Mr. "Smith," as it turns out, is a VIP (for Professor) of Sociology at a school near enough to Washington to make things convenient when the State Department calls. (He is surely the only ambassador—small "a," generic, not diplomatic—of the U.S. who has ever established friendly relations with an asiatic governmental official by asking science fiction all night.) Outside s-f, his writing is almost all in his main field of specialty; inside the field, a large part has been devoted to speculation about the possible physiological evolution (externally caused or self-effected) of mankind.

 

Introduction to THE ASTEROIDS, 2194 by John Wyndham from Amazing Stories

 

The "space story" (the one science caught up with) was originally concerned with the techniques of space travel—with our ability to manufacture and control what we now call "the hardware" of space flight. The "planet story" has traditionally been rollicking-romance-adventure (prototypically, Burroughs' "Princess of Mars.") Both of these varieties dealt primarily with man's effect on the environments of space. A third type, and indeed the earliest one, has been the philosophic novel, in which the space (or, most usually, Moon, setting) was essentially a stage for a passion play; in these there was no real interaction; the voyageur was primarily an observer.
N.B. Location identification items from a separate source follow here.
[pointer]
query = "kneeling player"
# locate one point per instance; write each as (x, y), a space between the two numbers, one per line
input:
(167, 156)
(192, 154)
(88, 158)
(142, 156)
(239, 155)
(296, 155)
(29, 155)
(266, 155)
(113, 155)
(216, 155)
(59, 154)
Now, more and more, writers confronted by the imminence of space travel, are considering the effects of the trip into the unknown on mankind. One hears the old phrase, the "conquest of space," less frequently now. That there will be immediate and perhaps profound effects on us, physiologically and culturally, is clear; equally obvious, but much less clearcut, are the potential effects on our psychology, philosophy, religion, and mystique.

 

Introduction to THE LONG NIGHT by Ray Russell from Rogue

 

This short sad story of the last days of Argo III—as lost a soul as ever lifted jets—is included (along with some happier interludes in the Emperor's early life) in Mr. Russell's collection, Sardonicus and Other Stories (Ballantine, 1964). The author, who was executive editor of Playboy for most of its first seven years, has now turned full-time writer. Besides the short-story collection, and the movie of the same name, he has recently published a novel, The Case Against Satan (Obolensky, 1962).

 

Introduction to TO AN ASTRONAUT DYING YOUNG by Maxine W. Kumin from Atlantic Monthly

 

Mrs. Kumin has published one book of poetry (Halfway, Holt, 1961), and several children's books. She is an instructor in English at Tufts University, currently on leave to study on a Radcliffe grant.